The Republicans began building their database, which they call Voter Vault, back in the mid-1990s. It's no accident they got a head start: Bush adviser Karl Rove used to run a direct-mail company, so he knows the value of a few good leads. "We don't say a lot about Voter Vault," notes Christine Iverson, press secretary for the Republican National Committee. "A lot of the information is strategic, and the less the Democrats know the better." Secret it may be, but Voter Vault caused a stir last month when it emerged that the Republicans had—wait for it—outsourced some of its construction to a bunch of programmers in Maharashtra, India.
By 2001, the Democrats—the party of would-be overnerd Al Gore—were staring at a data gap. All they had was a few tens of thousands of e-mail addresses stored on a computer so obsolete its monitor was green. So they hired a small firm called Plus Three to build them a database of their very own, which they named Demzilla. Voter Vault and Demzilla currently hold about 165 million entries each.
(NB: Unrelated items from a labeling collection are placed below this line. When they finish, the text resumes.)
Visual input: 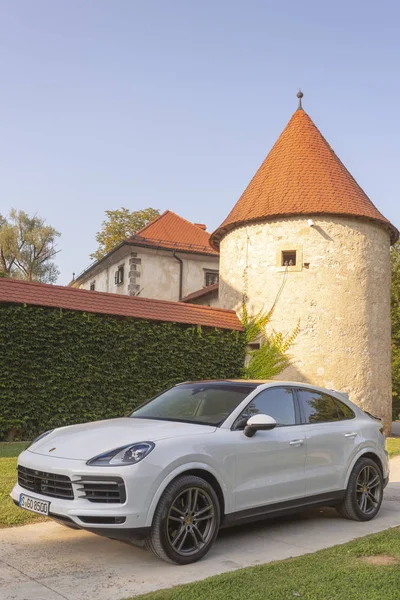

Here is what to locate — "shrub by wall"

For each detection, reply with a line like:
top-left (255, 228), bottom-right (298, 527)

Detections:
top-left (0, 304), bottom-right (245, 439)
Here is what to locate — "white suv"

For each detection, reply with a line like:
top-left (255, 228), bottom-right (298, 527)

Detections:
top-left (11, 380), bottom-right (389, 564)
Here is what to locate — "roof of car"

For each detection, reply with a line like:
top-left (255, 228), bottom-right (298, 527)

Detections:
top-left (177, 379), bottom-right (281, 387)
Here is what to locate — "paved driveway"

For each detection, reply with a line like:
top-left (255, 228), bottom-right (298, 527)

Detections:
top-left (0, 458), bottom-right (400, 600)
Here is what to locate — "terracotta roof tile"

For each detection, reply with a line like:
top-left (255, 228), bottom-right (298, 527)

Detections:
top-left (128, 210), bottom-right (218, 255)
top-left (210, 110), bottom-right (399, 249)
top-left (0, 279), bottom-right (242, 331)
top-left (181, 283), bottom-right (219, 302)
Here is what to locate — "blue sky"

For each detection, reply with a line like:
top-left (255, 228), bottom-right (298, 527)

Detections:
top-left (0, 0), bottom-right (400, 284)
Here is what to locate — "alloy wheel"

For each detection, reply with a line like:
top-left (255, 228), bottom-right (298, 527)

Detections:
top-left (356, 465), bottom-right (382, 515)
top-left (166, 487), bottom-right (216, 556)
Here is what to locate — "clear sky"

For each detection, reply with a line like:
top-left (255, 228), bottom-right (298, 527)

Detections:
top-left (0, 0), bottom-right (400, 284)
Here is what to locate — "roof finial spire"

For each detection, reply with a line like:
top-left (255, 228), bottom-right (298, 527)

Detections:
top-left (297, 89), bottom-right (304, 110)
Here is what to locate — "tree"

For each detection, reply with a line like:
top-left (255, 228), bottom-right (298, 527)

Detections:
top-left (90, 208), bottom-right (160, 260)
top-left (390, 241), bottom-right (400, 419)
top-left (0, 209), bottom-right (60, 283)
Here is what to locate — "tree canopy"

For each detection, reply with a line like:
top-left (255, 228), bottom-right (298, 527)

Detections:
top-left (0, 209), bottom-right (60, 283)
top-left (90, 207), bottom-right (160, 260)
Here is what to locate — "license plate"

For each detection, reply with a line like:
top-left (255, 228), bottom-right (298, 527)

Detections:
top-left (19, 494), bottom-right (50, 516)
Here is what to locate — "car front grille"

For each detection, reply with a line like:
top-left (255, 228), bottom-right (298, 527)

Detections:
top-left (74, 475), bottom-right (126, 504)
top-left (18, 465), bottom-right (74, 500)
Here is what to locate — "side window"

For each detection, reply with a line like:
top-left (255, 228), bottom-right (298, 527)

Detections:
top-left (335, 398), bottom-right (355, 421)
top-left (297, 390), bottom-right (340, 423)
top-left (238, 387), bottom-right (296, 425)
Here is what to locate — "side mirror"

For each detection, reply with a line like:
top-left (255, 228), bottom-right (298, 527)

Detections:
top-left (244, 415), bottom-right (276, 437)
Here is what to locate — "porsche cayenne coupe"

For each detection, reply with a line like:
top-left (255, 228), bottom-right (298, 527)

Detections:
top-left (11, 380), bottom-right (389, 564)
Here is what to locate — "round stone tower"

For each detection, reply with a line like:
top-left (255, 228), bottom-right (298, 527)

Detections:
top-left (211, 96), bottom-right (399, 428)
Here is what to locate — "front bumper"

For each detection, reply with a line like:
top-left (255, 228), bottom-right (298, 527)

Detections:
top-left (10, 450), bottom-right (154, 538)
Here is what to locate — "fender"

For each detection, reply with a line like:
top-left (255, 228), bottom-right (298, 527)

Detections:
top-left (145, 462), bottom-right (228, 527)
top-left (344, 446), bottom-right (387, 489)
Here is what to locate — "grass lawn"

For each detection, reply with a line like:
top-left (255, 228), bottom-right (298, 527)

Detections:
top-left (131, 527), bottom-right (400, 600)
top-left (0, 442), bottom-right (45, 529)
top-left (386, 438), bottom-right (400, 457)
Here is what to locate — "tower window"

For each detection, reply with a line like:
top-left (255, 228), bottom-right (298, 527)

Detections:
top-left (204, 271), bottom-right (219, 287)
top-left (115, 265), bottom-right (124, 285)
top-left (281, 250), bottom-right (297, 267)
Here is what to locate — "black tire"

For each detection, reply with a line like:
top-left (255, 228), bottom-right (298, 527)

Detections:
top-left (145, 475), bottom-right (221, 565)
top-left (337, 458), bottom-right (384, 521)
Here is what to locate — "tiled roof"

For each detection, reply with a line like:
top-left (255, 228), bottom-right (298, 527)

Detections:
top-left (181, 283), bottom-right (219, 302)
top-left (0, 279), bottom-right (242, 331)
top-left (210, 109), bottom-right (399, 249)
top-left (128, 210), bottom-right (218, 255)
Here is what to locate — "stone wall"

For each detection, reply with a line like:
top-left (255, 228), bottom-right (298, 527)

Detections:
top-left (219, 217), bottom-right (392, 426)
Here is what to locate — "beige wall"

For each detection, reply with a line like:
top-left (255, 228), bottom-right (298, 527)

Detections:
top-left (219, 217), bottom-right (391, 425)
top-left (78, 246), bottom-right (219, 301)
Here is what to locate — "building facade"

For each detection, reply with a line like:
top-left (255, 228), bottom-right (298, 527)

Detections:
top-left (70, 211), bottom-right (219, 301)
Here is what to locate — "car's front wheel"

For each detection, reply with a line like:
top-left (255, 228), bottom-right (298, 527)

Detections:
top-left (338, 458), bottom-right (384, 521)
top-left (146, 475), bottom-right (221, 565)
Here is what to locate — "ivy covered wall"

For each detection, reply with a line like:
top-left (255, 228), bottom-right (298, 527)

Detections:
top-left (0, 304), bottom-right (245, 439)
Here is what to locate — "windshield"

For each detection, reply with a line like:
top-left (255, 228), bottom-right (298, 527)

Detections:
top-left (130, 382), bottom-right (256, 426)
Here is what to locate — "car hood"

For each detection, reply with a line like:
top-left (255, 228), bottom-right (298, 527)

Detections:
top-left (28, 417), bottom-right (216, 460)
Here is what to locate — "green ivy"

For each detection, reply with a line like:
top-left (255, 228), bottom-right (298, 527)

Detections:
top-left (0, 304), bottom-right (246, 440)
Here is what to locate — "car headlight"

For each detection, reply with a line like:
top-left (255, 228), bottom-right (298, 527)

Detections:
top-left (86, 442), bottom-right (155, 467)
top-left (25, 429), bottom-right (54, 450)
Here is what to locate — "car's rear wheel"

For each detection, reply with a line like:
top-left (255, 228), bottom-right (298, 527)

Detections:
top-left (338, 458), bottom-right (384, 521)
top-left (146, 475), bottom-right (221, 565)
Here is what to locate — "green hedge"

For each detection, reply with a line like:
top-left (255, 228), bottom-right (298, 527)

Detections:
top-left (0, 304), bottom-right (245, 439)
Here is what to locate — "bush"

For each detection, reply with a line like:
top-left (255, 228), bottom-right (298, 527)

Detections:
top-left (0, 304), bottom-right (246, 439)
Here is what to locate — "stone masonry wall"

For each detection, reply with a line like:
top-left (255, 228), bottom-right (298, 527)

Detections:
top-left (219, 217), bottom-right (391, 427)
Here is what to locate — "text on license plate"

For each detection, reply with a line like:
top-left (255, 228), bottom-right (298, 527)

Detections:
top-left (19, 494), bottom-right (50, 515)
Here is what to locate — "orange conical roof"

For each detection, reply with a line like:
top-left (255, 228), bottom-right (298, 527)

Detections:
top-left (210, 108), bottom-right (399, 249)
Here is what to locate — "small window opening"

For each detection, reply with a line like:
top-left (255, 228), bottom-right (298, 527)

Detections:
top-left (204, 271), bottom-right (219, 287)
top-left (282, 250), bottom-right (296, 267)
top-left (247, 342), bottom-right (261, 351)
top-left (115, 265), bottom-right (124, 285)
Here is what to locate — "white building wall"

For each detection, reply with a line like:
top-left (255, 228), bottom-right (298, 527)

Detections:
top-left (77, 246), bottom-right (219, 301)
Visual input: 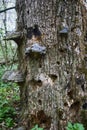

So what's in these things? Any information about you that the parties can legally get their hands on. They start with voter-registration records, which are rich in priceless personal data like phone numbers, home addresses and birthdays. That info gets cross-referenced with census data plus records the parties keep: who worked or volunteered for them, who donated money. Names in Demzilla typically have 200 to 400 pieces of info attached to them.
But the secret sauce for any 21st century political database is e-mail addresses—there's no quicker or cheaper way to get out the vote than by e-communicating directly with supporters. In addition, there may be magazine-subscription records, membership rosters from organizations like the AARP ... who knows? The parties aren't saying. "We probably have more information about the average voter than they care for us to have," admits Robert Bennett, chairman of the Republican Party in Ohio.